9 Willen wij onze toewijzing behartigen, dan moeten wij niet alleen prediken maar ook onderwijzen. Jezus gaf ons de opdracht mensen te leren onderhouden alles wat hij geboden had. Het is waar dat in sommige gebieden weinigen meer over Jehovah schijnen te willen weten. Maar een negatieve kijk op het gebied kan onze krachtsinspanningen om bijbelstudies op te richten, belemmeren. Yvette, een pionierster in een gebied dat sommigen onvruchtbaar hadden genoemd, merkte op dat personen die er op bezoek waren en niet zo’n negatieve instelling hadden, huisbijbelstudies in het gebied oprichtten. Nadat Yvette een positievere kijk had ontwikkeld, vond ook zij mensen die de bijbel wilden bestuderen.

10. Wat is onze fundamentele rol als bijbelonderwijzers?

10 Sommige christenen aarzelen misschien geïnteresseerden een bijbelstudie aan te bieden omdat zij niet het gevoel hebben een studie te kunnen leiden. Toegegeven, wij zijn niet allemaal even bekwaam. Maar wij hoeven niet bijzonder kundig te zijn om als onderwijzers van Gods Woord succesvol te zijn. De zuivere boodschap van de bijbel is krachtig en Jezus zei dat met schapen te vergelijken personen de stem van de ware Herder kennen wanneer zij die horen. Onze taak is dus gewoon om de boodschap van de Voortreffelijke Herder, Jezus, zo duidelijk als wij maar kunnen over te brengen. — Johannes 10:4, 14.

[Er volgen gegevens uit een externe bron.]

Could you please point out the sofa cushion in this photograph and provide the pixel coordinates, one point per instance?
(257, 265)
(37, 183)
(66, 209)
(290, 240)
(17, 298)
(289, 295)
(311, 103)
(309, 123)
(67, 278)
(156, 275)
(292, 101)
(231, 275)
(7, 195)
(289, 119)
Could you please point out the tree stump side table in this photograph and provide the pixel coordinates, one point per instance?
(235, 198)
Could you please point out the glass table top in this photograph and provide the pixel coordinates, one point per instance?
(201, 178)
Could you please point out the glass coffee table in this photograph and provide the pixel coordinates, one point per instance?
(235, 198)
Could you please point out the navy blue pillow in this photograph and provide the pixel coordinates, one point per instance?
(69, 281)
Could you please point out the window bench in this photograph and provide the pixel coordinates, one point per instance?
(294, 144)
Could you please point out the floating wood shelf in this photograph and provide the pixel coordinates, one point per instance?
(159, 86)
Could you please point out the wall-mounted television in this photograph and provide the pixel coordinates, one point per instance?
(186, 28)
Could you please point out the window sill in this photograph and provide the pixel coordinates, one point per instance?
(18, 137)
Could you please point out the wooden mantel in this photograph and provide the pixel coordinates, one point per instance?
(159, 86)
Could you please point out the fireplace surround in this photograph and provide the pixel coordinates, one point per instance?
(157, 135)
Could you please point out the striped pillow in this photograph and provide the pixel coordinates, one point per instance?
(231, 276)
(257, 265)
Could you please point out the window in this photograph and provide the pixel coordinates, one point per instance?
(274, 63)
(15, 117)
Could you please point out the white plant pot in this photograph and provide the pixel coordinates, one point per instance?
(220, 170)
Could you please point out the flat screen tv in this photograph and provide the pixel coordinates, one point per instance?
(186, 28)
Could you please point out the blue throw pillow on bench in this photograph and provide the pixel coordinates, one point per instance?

11. Hoe kunt u een bijbelstudent doeltreffender helpen?

11 Hoe kunt u Jezus’ boodschap doeltreffender overbrengen? Maak u om te beginnen vertrouwd met wat de bijbel zegt over het onderwerp van bespreking. U moet zelf een onderwerp begrijpen voordat u het aan anderen kunt onderwijzen. Probeer ook een waardige doch vriendelijke sfeer tijdens de studie te bewaren. Leerlingen, met inbegrip van heel kleine kinderen, leren beter wanneer zij ontspannen zijn en de onderwijzer hun respect en vriendelijkheid betoont. — Spreuken 16:21.

12. Hoe kunt u zich ervan vergewissen dat de leerling begrijpt wat u hem onderwijst?

12 Als onderwijzer wilt u niet slechts feiten uiteenzetten die door de leerling routinematig worden herhaald. Help hem de geleerde dingen te begrijpen. Wat de leerling aan onderwijs heeft genoten, zijn levenservaring en bekendheid met de bijbel zullen invloed uitoefenen op zijn begrip van wat u zegt. U kunt u daarom afvragen: ’Begrijpt hij de betekenis van de in het studiemateriaal aangehaalde schriftplaatsen?’ U kunt hem ertoe brengen zich te uiten door vragen te stellen die niet slechts met ja of nee beantwoord kunnen worden maar die een uitleg van hem vergen (Lukas 9:18-20). Aan de andere kant aarzelen sommige leerlingen een onderwijzer een vraag te stellen. Aldus gaan zij misschien verder zonder volledig te begrijpen wat hun wordt onderwezen. Moedig de leerling aan vragen te stellen en u te zeggen wanneer hij een of ander punt niet volledig begrijpt. — Markus 4:10; 9:32, 33.

13. Hoe kunt u de leerling helpen een onderwijzer te worden?

13 Een belangrijk doel waarom een bijbelstudie wordt geleid, is de leerling te helpen een onderwijzer te worden (Galaten 6:6). Daartoe kunt u, bij wijze van overzicht van uw studie, hem vragen een punt in eenvoudige bewoordingen aan u uiteen te zetten, alsof hij het aan iemand uiteenzette die er de eerste keer over hoorde. Later, wanneer hij ervoor in aanmerking komt aan de bediening deel te nemen, kunt u hem uitnodigen u in het veld te vergezellen. Hij zal zich waarschijnlijk op zijn gemak voelen om met u te werken en de ervaring zal hem helpen in vertrouwen te groeien totdat hij bereid is alleen in de dienst te gaan.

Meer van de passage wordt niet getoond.